According to the personalization ranking method of the Internet video data according to claim 1, wherein in step b), step c), step d) and step e), the operation is performed by an operation device. For comparison, sorting, etc., the computing device is a computer or a smart phone.

According to the personalization method of the Internet video data according to the first application of the patent application scope, in the step c), the content of the captured feature in the audio and video material refers to the emotion category corresponding to the audio portion or Refers to the dynamics and brightness corresponding to the video part.

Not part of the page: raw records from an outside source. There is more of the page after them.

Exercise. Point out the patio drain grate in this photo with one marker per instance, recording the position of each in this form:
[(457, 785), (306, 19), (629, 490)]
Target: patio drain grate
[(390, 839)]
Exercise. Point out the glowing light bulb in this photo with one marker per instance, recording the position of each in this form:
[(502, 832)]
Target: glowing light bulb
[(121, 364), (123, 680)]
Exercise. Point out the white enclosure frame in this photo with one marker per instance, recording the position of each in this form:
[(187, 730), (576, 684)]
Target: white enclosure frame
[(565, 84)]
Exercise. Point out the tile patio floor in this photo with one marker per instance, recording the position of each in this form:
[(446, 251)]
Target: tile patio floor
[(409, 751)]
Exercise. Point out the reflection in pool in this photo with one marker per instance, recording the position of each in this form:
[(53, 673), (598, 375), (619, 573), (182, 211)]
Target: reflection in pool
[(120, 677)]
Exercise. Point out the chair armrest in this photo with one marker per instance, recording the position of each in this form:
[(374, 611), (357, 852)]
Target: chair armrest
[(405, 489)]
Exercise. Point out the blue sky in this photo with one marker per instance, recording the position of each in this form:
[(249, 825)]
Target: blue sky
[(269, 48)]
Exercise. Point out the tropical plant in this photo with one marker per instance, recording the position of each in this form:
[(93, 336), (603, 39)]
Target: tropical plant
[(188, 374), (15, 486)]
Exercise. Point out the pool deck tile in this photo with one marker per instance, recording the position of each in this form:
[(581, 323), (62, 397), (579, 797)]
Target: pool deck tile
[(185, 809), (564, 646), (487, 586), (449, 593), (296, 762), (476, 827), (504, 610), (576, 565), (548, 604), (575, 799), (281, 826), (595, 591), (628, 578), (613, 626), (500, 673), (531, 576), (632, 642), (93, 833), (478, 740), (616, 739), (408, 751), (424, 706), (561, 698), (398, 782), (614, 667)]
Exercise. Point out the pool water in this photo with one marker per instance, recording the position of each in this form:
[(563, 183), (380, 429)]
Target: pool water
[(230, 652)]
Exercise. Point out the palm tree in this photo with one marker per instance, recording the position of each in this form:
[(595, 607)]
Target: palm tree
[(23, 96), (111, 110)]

According to the personalization ranking method of the Internet video data according to Item 1 of the patent application scope, in the step d), the similarity analysis may be performed by using a Cosine Similarity method. score.

According to the personalization ranking method of the Internet video material according to Item 1 of the patent application scope, the method further includes a step d1), which uses the weight ranking method to select the emotional category or the video part of the label or the audio part. The similarity scores corresponding to the dynamics and the luminances are combined to obtain an integrated value; in step e), the integrated values are used for sorting.

According to the personalization ranking method of the Internet video data according to Item 1 of the patent application scope, the method further includes a step d1), which uses the hierarchical ranking method, first according to the similarity score corresponding to the emotional category of the audio part. Sorting, sorting according to the similarity score corresponding to the label, and finally sorting according to the similarity score corresponding to the dynamic and brightness of the video part.

According to the personalized sorting method of the Internet video data according to claim 1, wherein in step c), the content is extracted for each of the audio and video materials, and the extracted features include camera zoom detection. (zoom detection) and moving object detection.

According to the personalized ranking method of the Internet video material according to claim 1, wherein in step a), the Internet system searches for a specific website.